Our findings highlight that survivors discuss a great deal of social activity and solidarity when recalling memories of Birkenau. It is important to underline that survivors were not asked by interviewers to address solidarity and social bonds in the camp. It was the survivors' own decision to address these topics. In light of this, we think that what is recalled in the following testimony excerpt cannot be viewed as an anecdotal or nostalgic memory but in fact describes a relatively common experience:

We became friends with everybody — anybody and everybody. We — we — we really cared for each other. We did everything possible to try and encourage each other. If somebody wanted to hang themselves because they couldn't take it any more; we somehow talked 'em out of it. If somebody, for instance, said, I'm giving up, I can't do it any more, we somehow talked them out of it. We maybe shared a little piece of bread. The bread was mostly made out of sawdust, but somehow we put a little piece of bread in his mouth. We did all kinds of those kinds of things.  [Gross 1996, Tape 2, 00:28:34]

2. Comparative analysis of solidarity and social relations in narratives of men and women

Men and women were detained and housed in different sections of Birkenau. We therefore examined and compared the probability of topics related to acts of solidarity and social bonds in narratives of women and men (see the Methodology section).
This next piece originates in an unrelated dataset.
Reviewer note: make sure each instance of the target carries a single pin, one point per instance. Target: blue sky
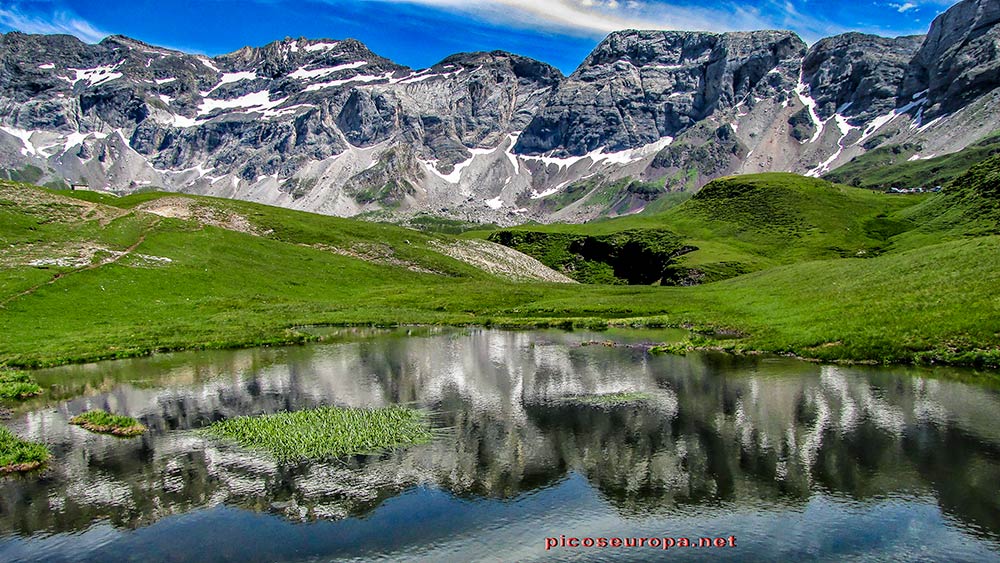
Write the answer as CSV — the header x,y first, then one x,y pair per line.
x,y
419,33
To prove that differences were not due to either chance or sample bias, we used the method of bootstrapping (see below and the Methodology section) [Efron et al. 2004]. Again, we compared the importance of topics related to acts of solidarity and social bonds in narratives of men and women by drawing on normalized closeness centrality and the PageRank value. We also used the Fisher’s exact test to assess whether the difference is statistically significant (p value 0.05) [Fisher 1922]. Finally, we measured the strength of association between gender and each topic with odds ratio analysis (Morris and Gardner, 1988). This enabled us to focus on specific forms of social bonds and acts of solidarity (see Figure 2).
Image of a bar graph
Figure 2. 
Topics more likely to be discussed by women. Strength of association of topic words for gender of Auschwitz-Birkenau survivors was obtained by using odds ratio analysis; topic words are positively or negatively correlated for strengths of association >1 or <1, respectively; dot line shows a degree of association equals to one; the difference is statistically significant (p <0.05).
Image of a bar graph
Figure 3. 
Topics more likely to be discussed by men. Strength of association of topic words for gender of Auschwitz-Birkenau survivors was obtained by using odds ratio analysis; topic words are positively or negatively correlated for strengths of association >1 or <1, respectively; dot line shows a degree of association equals to one; the difference is statistically significant (p <0.05).
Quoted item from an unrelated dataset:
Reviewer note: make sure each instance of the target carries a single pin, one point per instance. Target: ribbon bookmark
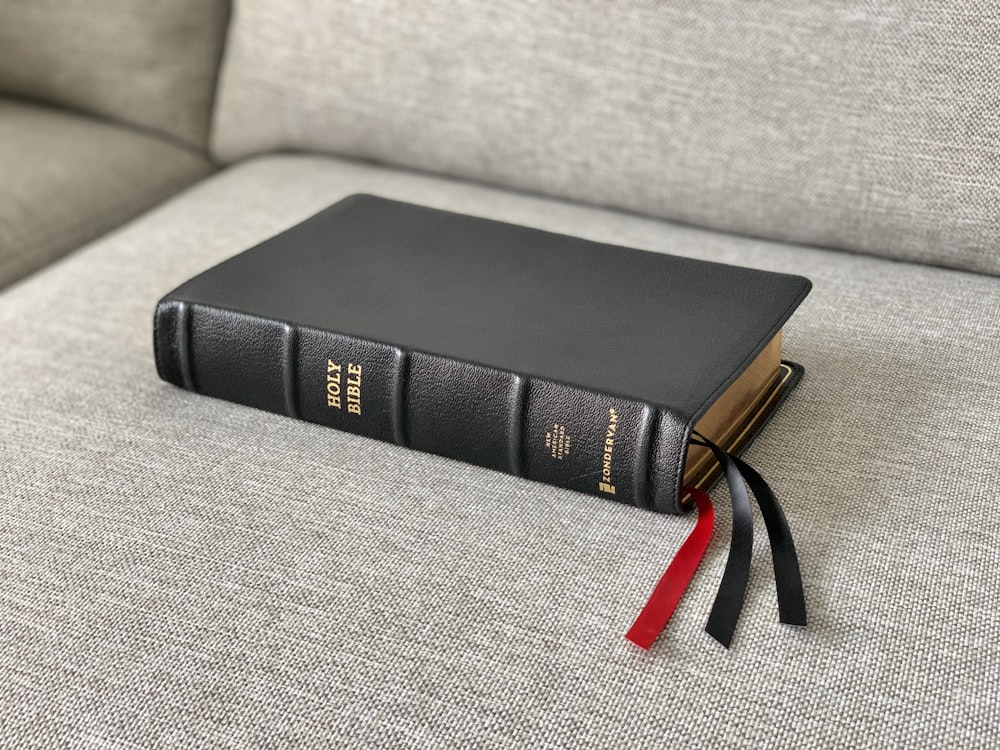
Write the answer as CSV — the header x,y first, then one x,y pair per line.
x,y
732,590
667,593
We found that the topic social bonds is much more probable in testimonies of women; in their testimonies we are significantly more likely to hear about discussions of social relations in the camp. Our findings through bootstrapping is particularly revealing (see Figure 3). In short, over thousands of times we randomly sampled testimonies of women and men; each time we trained two Markov State Models over the same state space and measured the stationary probability of every topic. We observed that even if we randomly select testimonies of men and women, in the testimonies of women social bonds will always be more probable. The measurement of strength of association also confirmed this finding. Social bonds is positively correlated with women and negatively correlated with men. Finally, the normalized closeness centrality and the PagreRank value are also higher when testimonies of men and women are modeled as directed graphs.
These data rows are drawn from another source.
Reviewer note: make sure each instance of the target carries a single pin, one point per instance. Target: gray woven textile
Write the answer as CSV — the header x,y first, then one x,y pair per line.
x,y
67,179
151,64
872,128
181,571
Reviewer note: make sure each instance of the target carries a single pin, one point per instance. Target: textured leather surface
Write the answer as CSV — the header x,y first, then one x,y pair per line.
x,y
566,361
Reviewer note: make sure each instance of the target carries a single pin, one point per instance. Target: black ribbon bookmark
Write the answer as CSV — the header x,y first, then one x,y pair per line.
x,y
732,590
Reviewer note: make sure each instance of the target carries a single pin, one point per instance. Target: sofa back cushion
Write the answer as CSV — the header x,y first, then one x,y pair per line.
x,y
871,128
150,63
In the case of the topic aid giving the difference between men and women is less strong. The probability of this topic is only by 7 percent higher in testimonies of women, even though the difference between men and women is statistically significant and remains consistent through the randomized sampling (see Figure 3). Similarly, the normalized closeness centrality and the PageRank value are higher for women.
Image of plotted bars, some orange some blue.
Figure 4. 
Bootstrap sample distributions for stationary probabilities for aid giving. The orange represents women, the blue men, and the dotted line the model estimate. Note that the distributions do not overlap. On the one hand, this means that the difference between stationary probabilities is significant given our model. On the other hand, it shows that if we randomly sample interviews by men and women over thousands of times, the stationary probability of topics above will always be higher in the women sample. In other words, the difference between men and women is consistent and not due to sample bias.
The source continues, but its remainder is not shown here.